Partager:
Sous les ovations des élus républicains, Donald Trump s’est adressé aux congrès, comme un pasteur évangélique à ses fidèles. Il ne faut pas l’écouter, il faut le croire ! D’où ces mantras : « Notre nation est de retour », « L’inflation chute, les revenus augmentent vite, l’économie est florissante comme elle ne l’a jamais été ». Nous assistons à « l’âge d’or des États-Unis ».
Ce discours était baptisé « L’Amérique a 250 ans : forte, prospère et respectée ». On célébrera en effet cette année les 250 ans de l’indépendance et, à cette occasion, Donald Trump veut apparaître comme le plus grand président depuis George Washington. Mais ce n’est pas gagné…
Selon une moyenne des dernières enquêtes d’opinion, seuls 41,5 % de ses concitoyens approuvent son action et plus de 55 % la désapprouvent.
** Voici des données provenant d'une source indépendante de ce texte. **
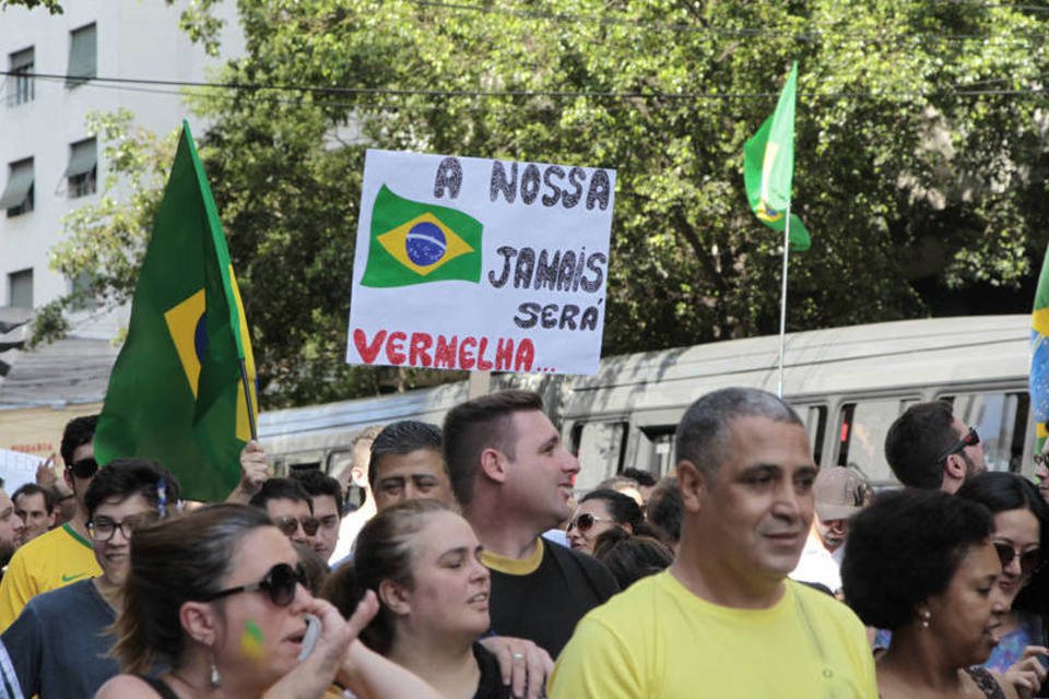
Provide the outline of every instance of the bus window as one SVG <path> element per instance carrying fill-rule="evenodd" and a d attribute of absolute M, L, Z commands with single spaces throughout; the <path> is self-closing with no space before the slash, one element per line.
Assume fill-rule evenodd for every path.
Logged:
<path fill-rule="evenodd" d="M 1019 472 L 1030 407 L 1026 391 L 956 393 L 941 400 L 952 403 L 955 417 L 979 433 L 988 471 Z"/>
<path fill-rule="evenodd" d="M 853 465 L 872 485 L 895 482 L 885 461 L 885 435 L 909 399 L 870 399 L 846 403 L 838 422 L 839 466 Z"/>
<path fill-rule="evenodd" d="M 579 459 L 576 490 L 592 490 L 620 472 L 626 423 L 584 423 L 571 430 L 573 448 Z"/>
<path fill-rule="evenodd" d="M 823 440 L 827 434 L 827 406 L 810 405 L 794 410 L 805 420 L 805 431 L 809 433 L 809 445 L 812 447 L 812 460 L 818 465 L 823 460 Z"/>

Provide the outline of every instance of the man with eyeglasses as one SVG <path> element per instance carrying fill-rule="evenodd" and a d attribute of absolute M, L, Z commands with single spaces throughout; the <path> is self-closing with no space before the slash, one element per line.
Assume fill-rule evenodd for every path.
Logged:
<path fill-rule="evenodd" d="M 66 483 L 76 499 L 75 516 L 19 548 L 0 581 L 0 631 L 8 628 L 35 595 L 102 573 L 87 534 L 84 493 L 98 464 L 94 438 L 97 415 L 71 419 L 62 433 Z"/>
<path fill-rule="evenodd" d="M 0 687 L 10 687 L 12 696 L 92 697 L 119 673 L 108 656 L 114 638 L 107 629 L 123 604 L 131 535 L 177 508 L 179 486 L 155 462 L 117 459 L 94 477 L 83 499 L 102 572 L 33 597 L 0 635 Z"/>
<path fill-rule="evenodd" d="M 342 486 L 317 469 L 295 471 L 292 477 L 298 481 L 309 495 L 314 519 L 317 520 L 314 550 L 325 562 L 331 565 L 331 555 L 339 543 L 339 523 L 342 521 Z"/>
<path fill-rule="evenodd" d="M 979 435 L 945 401 L 917 403 L 897 417 L 885 436 L 885 460 L 901 484 L 950 494 L 987 471 Z"/>
<path fill-rule="evenodd" d="M 715 391 L 685 412 L 675 453 L 674 562 L 579 621 L 551 699 L 876 699 L 863 624 L 787 577 L 816 476 L 798 414 L 757 389 Z"/>
<path fill-rule="evenodd" d="M 320 522 L 314 517 L 309 494 L 297 481 L 268 478 L 248 505 L 264 510 L 273 524 L 293 542 L 314 547 Z"/>

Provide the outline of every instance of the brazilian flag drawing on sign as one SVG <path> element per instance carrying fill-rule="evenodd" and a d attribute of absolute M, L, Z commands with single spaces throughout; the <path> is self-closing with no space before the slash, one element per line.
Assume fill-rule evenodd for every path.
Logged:
<path fill-rule="evenodd" d="M 481 282 L 481 222 L 448 206 L 398 197 L 384 185 L 372 208 L 363 286 Z"/>
<path fill-rule="evenodd" d="M 258 415 L 255 383 L 226 238 L 184 122 L 109 376 L 95 457 L 103 465 L 154 459 L 178 477 L 187 499 L 224 500 L 240 478 L 240 450 Z"/>

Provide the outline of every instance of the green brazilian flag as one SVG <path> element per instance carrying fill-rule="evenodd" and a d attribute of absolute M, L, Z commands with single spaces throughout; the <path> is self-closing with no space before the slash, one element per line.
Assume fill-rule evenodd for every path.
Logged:
<path fill-rule="evenodd" d="M 398 197 L 382 185 L 372 208 L 363 286 L 481 282 L 481 222 L 449 206 Z"/>
<path fill-rule="evenodd" d="M 798 92 L 798 63 L 794 62 L 787 84 L 779 95 L 776 111 L 743 146 L 743 181 L 751 210 L 773 230 L 782 230 L 790 206 L 791 180 L 794 176 L 794 102 Z M 794 214 L 790 214 L 790 247 L 808 250 L 812 245 L 809 232 Z"/>
<path fill-rule="evenodd" d="M 251 394 L 250 411 L 244 378 Z M 99 464 L 155 459 L 182 497 L 224 500 L 258 414 L 255 359 L 229 251 L 182 122 L 95 433 Z"/>

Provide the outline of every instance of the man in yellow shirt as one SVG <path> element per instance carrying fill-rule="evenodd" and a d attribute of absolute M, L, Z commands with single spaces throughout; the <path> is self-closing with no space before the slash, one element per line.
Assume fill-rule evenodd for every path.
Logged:
<path fill-rule="evenodd" d="M 0 581 L 0 632 L 19 618 L 34 596 L 76 580 L 102 574 L 87 534 L 84 493 L 98 470 L 94 438 L 97 415 L 75 417 L 62 433 L 66 483 L 76 497 L 76 514 L 14 552 Z"/>
<path fill-rule="evenodd" d="M 787 579 L 816 475 L 794 411 L 755 389 L 710 393 L 685 413 L 676 459 L 676 559 L 584 617 L 551 697 L 875 699 L 863 625 Z"/>

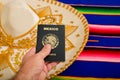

Or, le sujet principal pour la population c’est l’économie et surtout le pouvoir d’achat : 47 % des Américains estiment qu’il s’est dégradé. En effet, malgré une baisse, l’inflation s’établi toujours à 2,6 %. Dans ce domaine, Donald Trump recueille à peine 34 % d’opinion favorable.
Sa spectaculaire action sur les droits de douane, récemment retoquée par la cour suprême, ne suscite pas l’enthousiasme : à peine 38 % de ses concitoyens s’y disent favorables. Quant à sa politique d’immigration son approbation est en chute libre, moins 12,4 % en un an.
À noter que 65 % des Américains estiment que la police des frontières et l’I.C.E ont été trop loin à Minnéapolis. Or, Trump n’a pas évoqué les événements tragiques qu’a connus la ville, et quand il a parlé du Minnesota, l’État dont Minneapolis est la capitale, c’était pour dire que les membres de la communauté somalienne y avaient pillé 19 milliards de dollars aux contribuables américains.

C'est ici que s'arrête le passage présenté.